Assuming you believe that women deserve credit for their contributions, you might wonder who the culprit for her fate is. The book presents two. One explicit and the other implicit. The book makes a lengthy and direct case against J. Edgar Hoover, Director of the FBI (1935-1977), especially for his activities during WWII and the McCarthy era directly following. His faults are well documented and Elizebeth was only one of many victims.
From the beginning of her professional life to her death, her worse enemy was herself. She consistently put her husband and everyone else ahead of herself. In their early work, she gave him the credit to assure that he wouldn’t feel bad because she was smarter or because she received more praise and attention. This pattern continued all the way to the end of her life when she cataloged and organized the records of his life, while just taking her records and throwing them in boxes. She was raised to think of everyone before herself, and she did.
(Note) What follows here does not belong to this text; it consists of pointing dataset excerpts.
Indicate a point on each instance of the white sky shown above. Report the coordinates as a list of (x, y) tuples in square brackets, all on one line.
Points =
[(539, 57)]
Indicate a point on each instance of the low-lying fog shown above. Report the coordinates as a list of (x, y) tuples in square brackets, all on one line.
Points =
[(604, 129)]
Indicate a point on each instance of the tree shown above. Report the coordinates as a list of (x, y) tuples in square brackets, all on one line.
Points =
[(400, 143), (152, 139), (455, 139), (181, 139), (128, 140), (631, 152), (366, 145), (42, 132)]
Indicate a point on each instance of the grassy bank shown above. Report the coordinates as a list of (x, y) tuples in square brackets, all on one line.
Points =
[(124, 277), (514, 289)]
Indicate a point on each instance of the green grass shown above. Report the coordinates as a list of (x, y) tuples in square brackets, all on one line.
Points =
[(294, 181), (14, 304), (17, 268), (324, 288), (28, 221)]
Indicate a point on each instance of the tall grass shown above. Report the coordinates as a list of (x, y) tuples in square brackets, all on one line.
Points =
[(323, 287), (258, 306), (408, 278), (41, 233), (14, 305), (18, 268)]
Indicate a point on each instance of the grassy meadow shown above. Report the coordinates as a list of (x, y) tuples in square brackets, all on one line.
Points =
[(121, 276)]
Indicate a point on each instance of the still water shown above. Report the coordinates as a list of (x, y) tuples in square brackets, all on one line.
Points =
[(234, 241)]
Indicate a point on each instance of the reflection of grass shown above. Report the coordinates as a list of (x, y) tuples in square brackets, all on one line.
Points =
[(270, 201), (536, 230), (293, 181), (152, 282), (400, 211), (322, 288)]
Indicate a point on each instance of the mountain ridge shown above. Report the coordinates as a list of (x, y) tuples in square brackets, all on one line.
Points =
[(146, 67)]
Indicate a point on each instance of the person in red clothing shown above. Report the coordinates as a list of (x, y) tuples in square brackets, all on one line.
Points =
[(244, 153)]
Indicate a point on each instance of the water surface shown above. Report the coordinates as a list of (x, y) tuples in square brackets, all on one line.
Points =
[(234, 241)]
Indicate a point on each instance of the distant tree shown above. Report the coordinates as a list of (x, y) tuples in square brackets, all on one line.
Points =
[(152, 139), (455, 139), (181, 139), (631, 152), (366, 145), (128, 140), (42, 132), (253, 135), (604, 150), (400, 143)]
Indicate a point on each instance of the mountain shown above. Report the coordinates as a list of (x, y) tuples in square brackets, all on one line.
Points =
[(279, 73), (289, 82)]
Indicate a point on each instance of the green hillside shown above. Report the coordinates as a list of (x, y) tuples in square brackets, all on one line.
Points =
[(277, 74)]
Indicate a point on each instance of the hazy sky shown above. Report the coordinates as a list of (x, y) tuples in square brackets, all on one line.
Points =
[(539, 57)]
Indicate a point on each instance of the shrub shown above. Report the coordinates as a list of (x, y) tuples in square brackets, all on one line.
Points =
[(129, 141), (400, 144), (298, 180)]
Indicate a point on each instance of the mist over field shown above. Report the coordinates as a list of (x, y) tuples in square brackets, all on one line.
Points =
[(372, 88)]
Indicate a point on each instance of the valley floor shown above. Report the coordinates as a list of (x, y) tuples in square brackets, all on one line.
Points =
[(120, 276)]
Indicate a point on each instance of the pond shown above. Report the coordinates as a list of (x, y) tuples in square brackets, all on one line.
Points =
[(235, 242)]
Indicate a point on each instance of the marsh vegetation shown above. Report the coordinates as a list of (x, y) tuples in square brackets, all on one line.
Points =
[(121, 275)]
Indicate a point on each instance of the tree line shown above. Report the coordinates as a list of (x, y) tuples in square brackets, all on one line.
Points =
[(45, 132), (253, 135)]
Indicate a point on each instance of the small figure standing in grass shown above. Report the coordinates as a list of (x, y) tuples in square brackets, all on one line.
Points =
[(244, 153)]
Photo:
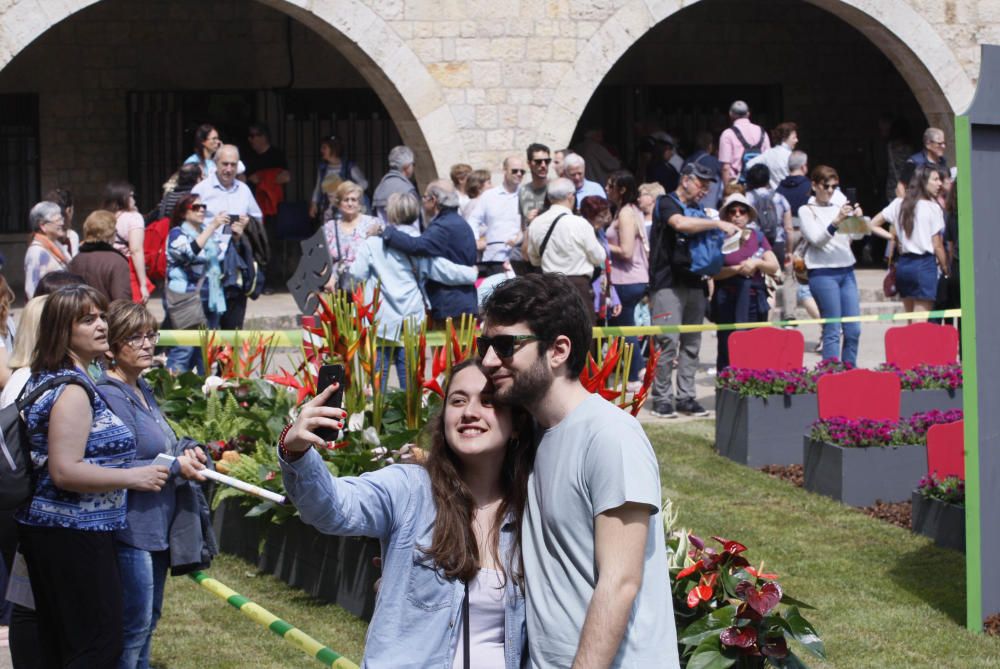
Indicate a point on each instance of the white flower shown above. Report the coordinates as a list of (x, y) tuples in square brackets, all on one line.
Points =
[(370, 436), (212, 383)]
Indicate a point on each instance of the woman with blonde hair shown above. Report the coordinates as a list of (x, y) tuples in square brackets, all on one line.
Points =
[(402, 278), (346, 233), (100, 265), (19, 361), (78, 502)]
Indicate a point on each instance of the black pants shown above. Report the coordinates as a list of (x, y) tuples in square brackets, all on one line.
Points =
[(78, 596), (236, 311)]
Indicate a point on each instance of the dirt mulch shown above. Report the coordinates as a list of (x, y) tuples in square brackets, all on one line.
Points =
[(791, 473), (896, 514), (992, 625)]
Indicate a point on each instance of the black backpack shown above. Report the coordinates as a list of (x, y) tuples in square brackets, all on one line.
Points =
[(17, 480), (767, 214), (750, 151)]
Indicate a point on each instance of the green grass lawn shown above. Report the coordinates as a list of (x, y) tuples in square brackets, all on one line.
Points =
[(884, 597)]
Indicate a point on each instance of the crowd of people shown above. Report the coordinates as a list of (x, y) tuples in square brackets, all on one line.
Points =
[(525, 515), (622, 240)]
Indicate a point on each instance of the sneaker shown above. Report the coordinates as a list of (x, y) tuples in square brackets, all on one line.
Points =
[(692, 408), (667, 411)]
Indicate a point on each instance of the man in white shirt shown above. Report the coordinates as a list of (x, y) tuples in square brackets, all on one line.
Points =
[(499, 216), (776, 158), (223, 193), (562, 243)]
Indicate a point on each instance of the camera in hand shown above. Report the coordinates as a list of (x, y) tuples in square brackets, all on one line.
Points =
[(328, 375)]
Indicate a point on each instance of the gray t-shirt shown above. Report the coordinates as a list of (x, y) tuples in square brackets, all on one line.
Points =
[(597, 459)]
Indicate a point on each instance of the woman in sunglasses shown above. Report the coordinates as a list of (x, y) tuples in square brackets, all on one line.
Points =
[(740, 294), (142, 548), (452, 581), (194, 265), (829, 223)]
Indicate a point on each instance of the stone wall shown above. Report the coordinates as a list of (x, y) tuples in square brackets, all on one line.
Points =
[(469, 80)]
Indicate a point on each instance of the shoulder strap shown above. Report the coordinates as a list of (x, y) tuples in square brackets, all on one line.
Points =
[(545, 242), (739, 136), (43, 387)]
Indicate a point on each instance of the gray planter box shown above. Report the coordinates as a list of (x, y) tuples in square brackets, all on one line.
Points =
[(914, 401), (937, 520), (758, 431), (860, 476)]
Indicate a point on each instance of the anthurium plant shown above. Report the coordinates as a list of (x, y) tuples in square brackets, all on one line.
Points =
[(730, 613)]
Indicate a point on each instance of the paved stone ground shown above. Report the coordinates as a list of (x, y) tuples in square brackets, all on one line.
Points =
[(278, 310)]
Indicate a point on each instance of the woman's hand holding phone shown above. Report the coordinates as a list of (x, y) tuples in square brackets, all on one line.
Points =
[(315, 415)]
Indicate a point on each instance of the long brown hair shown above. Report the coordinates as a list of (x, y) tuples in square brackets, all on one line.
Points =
[(453, 546), (916, 190)]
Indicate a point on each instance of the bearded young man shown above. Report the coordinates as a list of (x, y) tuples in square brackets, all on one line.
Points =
[(597, 584)]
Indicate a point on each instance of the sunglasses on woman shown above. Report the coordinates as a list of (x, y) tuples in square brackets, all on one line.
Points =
[(503, 345)]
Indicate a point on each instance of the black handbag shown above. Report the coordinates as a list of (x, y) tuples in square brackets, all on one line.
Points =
[(17, 481)]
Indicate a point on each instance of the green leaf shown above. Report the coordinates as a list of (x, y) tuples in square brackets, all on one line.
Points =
[(707, 626), (791, 601), (709, 655), (790, 661), (803, 632)]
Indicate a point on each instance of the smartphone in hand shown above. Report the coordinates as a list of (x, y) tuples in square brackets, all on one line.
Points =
[(328, 375)]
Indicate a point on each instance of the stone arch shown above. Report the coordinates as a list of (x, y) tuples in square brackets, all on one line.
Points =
[(939, 83), (410, 93)]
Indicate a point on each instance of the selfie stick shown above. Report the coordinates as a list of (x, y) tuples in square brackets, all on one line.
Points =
[(243, 486)]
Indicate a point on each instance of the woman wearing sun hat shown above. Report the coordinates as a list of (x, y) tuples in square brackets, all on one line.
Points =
[(740, 294)]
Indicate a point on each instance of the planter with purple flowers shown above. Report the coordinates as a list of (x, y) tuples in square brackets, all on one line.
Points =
[(939, 511), (760, 415), (928, 387), (861, 461)]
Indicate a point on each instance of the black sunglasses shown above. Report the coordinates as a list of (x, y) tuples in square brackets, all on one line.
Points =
[(502, 345)]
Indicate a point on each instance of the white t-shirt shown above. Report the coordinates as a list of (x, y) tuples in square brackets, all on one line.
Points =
[(486, 631), (595, 460), (928, 220)]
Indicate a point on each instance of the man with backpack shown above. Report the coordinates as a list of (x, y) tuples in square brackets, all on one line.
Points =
[(678, 292), (774, 219), (740, 143)]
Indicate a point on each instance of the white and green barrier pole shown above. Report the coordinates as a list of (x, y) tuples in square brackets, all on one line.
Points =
[(265, 618), (293, 338)]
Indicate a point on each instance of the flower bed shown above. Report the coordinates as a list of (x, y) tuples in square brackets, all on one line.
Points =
[(860, 461), (769, 382), (760, 414), (939, 511), (928, 387)]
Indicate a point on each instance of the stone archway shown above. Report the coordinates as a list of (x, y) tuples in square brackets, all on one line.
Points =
[(410, 93), (939, 83)]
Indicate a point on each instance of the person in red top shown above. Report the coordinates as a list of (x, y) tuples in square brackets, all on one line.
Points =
[(740, 294)]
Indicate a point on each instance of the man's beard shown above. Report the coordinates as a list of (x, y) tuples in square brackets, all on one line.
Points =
[(528, 387)]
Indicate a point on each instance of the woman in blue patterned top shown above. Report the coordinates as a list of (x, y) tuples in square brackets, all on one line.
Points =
[(67, 530)]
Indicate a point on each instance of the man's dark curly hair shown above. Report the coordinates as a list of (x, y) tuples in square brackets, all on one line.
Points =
[(550, 306)]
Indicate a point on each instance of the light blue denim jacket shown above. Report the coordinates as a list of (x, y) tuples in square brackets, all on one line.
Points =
[(418, 611)]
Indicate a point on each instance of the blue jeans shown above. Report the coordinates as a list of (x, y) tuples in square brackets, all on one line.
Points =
[(143, 574), (630, 294), (184, 358), (388, 354), (836, 292)]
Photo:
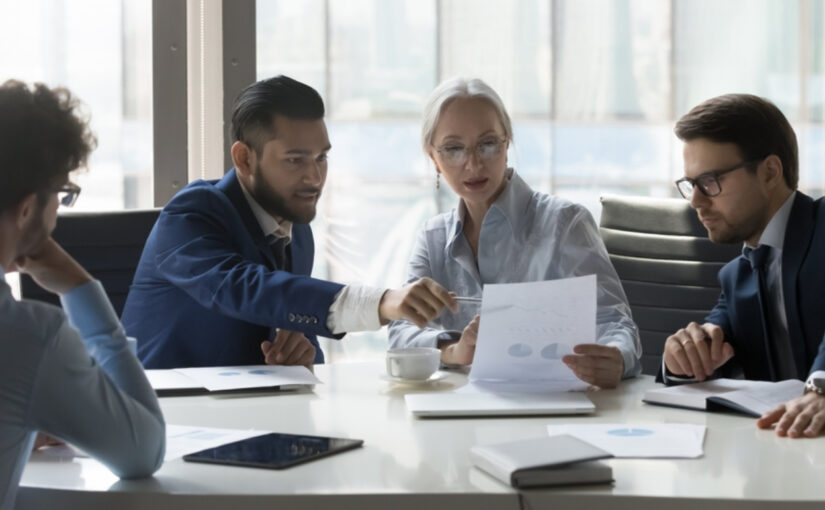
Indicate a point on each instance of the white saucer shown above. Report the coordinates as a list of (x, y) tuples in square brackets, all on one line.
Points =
[(414, 382)]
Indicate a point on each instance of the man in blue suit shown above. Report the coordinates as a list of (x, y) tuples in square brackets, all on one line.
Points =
[(741, 172), (224, 277)]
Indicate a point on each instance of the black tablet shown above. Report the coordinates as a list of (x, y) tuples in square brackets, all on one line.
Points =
[(274, 451)]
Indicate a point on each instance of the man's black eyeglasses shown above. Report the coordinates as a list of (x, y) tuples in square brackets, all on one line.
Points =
[(67, 194), (708, 182)]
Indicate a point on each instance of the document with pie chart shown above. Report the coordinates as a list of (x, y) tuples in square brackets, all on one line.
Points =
[(642, 440), (526, 328)]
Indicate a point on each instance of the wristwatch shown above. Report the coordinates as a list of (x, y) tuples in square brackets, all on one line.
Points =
[(816, 385)]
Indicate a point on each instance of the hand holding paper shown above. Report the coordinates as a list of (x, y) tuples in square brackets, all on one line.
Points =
[(527, 329)]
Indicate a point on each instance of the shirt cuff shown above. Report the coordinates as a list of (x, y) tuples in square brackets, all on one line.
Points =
[(355, 308), (89, 310), (819, 374), (673, 379)]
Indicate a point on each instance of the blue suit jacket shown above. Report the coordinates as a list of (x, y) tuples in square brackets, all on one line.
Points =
[(207, 292), (803, 283)]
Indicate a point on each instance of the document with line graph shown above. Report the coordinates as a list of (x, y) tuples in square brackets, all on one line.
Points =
[(526, 328)]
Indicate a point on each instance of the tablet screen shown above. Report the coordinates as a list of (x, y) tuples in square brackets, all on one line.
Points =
[(274, 451)]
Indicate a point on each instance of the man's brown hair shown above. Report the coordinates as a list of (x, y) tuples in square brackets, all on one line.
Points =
[(752, 123), (42, 138)]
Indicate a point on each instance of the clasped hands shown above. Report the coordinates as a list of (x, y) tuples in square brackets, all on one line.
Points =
[(698, 350)]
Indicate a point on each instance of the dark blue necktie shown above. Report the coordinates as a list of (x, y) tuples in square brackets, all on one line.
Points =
[(758, 257)]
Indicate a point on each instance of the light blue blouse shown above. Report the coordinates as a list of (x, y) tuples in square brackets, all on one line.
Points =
[(73, 378), (526, 236)]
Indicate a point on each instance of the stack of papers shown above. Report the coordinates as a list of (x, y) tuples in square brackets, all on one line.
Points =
[(231, 378)]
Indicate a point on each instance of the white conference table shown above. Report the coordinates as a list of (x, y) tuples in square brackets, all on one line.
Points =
[(423, 463)]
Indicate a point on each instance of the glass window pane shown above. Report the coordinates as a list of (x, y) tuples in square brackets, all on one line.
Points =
[(613, 59), (382, 60), (506, 44), (290, 40), (759, 36), (102, 51)]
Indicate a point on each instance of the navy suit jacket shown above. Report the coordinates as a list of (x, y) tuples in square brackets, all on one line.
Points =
[(207, 292), (803, 283)]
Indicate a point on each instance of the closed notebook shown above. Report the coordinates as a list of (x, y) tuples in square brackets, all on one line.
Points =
[(544, 462), (749, 397)]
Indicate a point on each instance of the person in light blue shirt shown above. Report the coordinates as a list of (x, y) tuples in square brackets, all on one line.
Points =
[(69, 375), (502, 232)]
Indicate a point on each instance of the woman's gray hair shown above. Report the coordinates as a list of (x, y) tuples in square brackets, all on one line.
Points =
[(455, 88)]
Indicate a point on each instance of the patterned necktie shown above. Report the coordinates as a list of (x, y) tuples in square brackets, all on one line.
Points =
[(758, 257)]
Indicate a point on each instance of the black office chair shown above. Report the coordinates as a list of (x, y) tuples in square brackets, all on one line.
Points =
[(107, 244), (666, 263)]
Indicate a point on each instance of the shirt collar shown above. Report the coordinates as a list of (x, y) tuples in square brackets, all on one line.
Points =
[(774, 233), (510, 204), (270, 225)]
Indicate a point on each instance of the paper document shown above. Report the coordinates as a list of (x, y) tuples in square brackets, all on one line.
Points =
[(252, 376), (169, 380), (647, 440), (526, 328), (182, 440)]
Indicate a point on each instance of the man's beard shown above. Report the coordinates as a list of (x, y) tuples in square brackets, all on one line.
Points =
[(34, 236), (274, 203)]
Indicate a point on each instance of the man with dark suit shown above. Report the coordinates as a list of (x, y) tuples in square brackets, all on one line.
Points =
[(224, 277), (741, 173)]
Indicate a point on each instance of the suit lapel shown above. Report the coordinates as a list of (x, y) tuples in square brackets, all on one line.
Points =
[(798, 236), (232, 189), (757, 362)]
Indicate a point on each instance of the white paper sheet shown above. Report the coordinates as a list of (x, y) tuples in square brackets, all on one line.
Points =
[(526, 328), (182, 440), (252, 376), (645, 440), (169, 379)]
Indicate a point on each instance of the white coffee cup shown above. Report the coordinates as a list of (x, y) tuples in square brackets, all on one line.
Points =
[(413, 363)]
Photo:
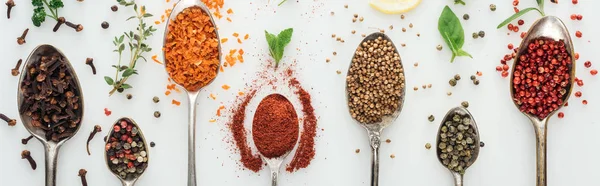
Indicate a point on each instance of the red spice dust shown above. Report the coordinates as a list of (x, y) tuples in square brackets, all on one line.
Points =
[(275, 126), (306, 147)]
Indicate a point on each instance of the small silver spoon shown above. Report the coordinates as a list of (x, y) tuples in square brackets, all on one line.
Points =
[(275, 162), (51, 148), (192, 94), (127, 181), (546, 27), (458, 177), (374, 130)]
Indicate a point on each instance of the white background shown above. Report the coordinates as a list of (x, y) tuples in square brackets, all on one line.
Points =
[(507, 159)]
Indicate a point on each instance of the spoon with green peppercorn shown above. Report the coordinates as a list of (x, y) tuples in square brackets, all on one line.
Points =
[(129, 167), (458, 142), (548, 27), (47, 84), (375, 101)]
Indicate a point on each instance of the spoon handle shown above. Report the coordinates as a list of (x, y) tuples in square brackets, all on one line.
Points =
[(458, 178), (192, 139), (51, 152), (541, 129), (375, 139)]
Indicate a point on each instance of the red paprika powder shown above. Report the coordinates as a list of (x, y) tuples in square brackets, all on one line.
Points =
[(275, 126)]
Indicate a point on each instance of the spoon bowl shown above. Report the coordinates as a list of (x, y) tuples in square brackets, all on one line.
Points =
[(192, 94), (374, 130), (458, 177), (553, 28), (51, 147), (130, 181)]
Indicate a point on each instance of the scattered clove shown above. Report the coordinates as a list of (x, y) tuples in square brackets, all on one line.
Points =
[(59, 22), (11, 122), (15, 71), (97, 129), (24, 141), (21, 40), (82, 173), (9, 4), (27, 155), (90, 62), (77, 27)]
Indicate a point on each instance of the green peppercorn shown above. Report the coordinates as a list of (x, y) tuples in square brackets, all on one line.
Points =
[(452, 82), (465, 104)]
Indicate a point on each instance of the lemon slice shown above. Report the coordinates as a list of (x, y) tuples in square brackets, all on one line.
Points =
[(394, 6)]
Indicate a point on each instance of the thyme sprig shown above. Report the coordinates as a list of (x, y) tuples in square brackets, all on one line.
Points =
[(137, 48)]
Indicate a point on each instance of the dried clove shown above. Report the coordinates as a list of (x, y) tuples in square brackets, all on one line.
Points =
[(24, 141), (9, 4), (97, 129), (90, 62), (11, 122), (59, 22), (21, 40), (15, 71), (82, 173), (27, 155), (77, 27)]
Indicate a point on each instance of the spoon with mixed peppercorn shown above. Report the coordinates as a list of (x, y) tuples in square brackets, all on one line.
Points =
[(458, 142), (126, 153), (50, 102), (375, 88), (542, 80)]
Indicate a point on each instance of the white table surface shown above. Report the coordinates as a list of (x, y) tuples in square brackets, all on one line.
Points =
[(507, 159)]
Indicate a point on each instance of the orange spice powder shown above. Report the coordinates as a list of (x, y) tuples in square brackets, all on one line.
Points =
[(192, 49)]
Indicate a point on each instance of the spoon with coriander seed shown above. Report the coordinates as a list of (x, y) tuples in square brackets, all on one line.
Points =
[(458, 142), (275, 131), (50, 102), (125, 136), (191, 60), (375, 88), (542, 79)]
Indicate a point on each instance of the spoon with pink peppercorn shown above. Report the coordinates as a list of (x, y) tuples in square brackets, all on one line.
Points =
[(542, 80)]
Some of her invisibility was due to circumstances. While doing essentially the same work as Alan Turing and Bletchley Park, he worked in Europe and she worked in the Americas. The war in Europe got many more headlines than the conflict in the Americas. Of course, the entire field of cryptanalysis (aka codebreaking) never received the credit it was due. Recall that Alan Turing, for all his contribution to the war effort and Computer Science, was rewarded with chemical castration for being gay, followed by his suicide.
Aside from Elizebeth’s biography, the book celebrates codebreaking from a time when clever people broke code with pencil and paper. The history covers the bootleggers during prohibition and the Nazi efforts in South America during WWII.
A depressing book of a brilliant woman born a century too early.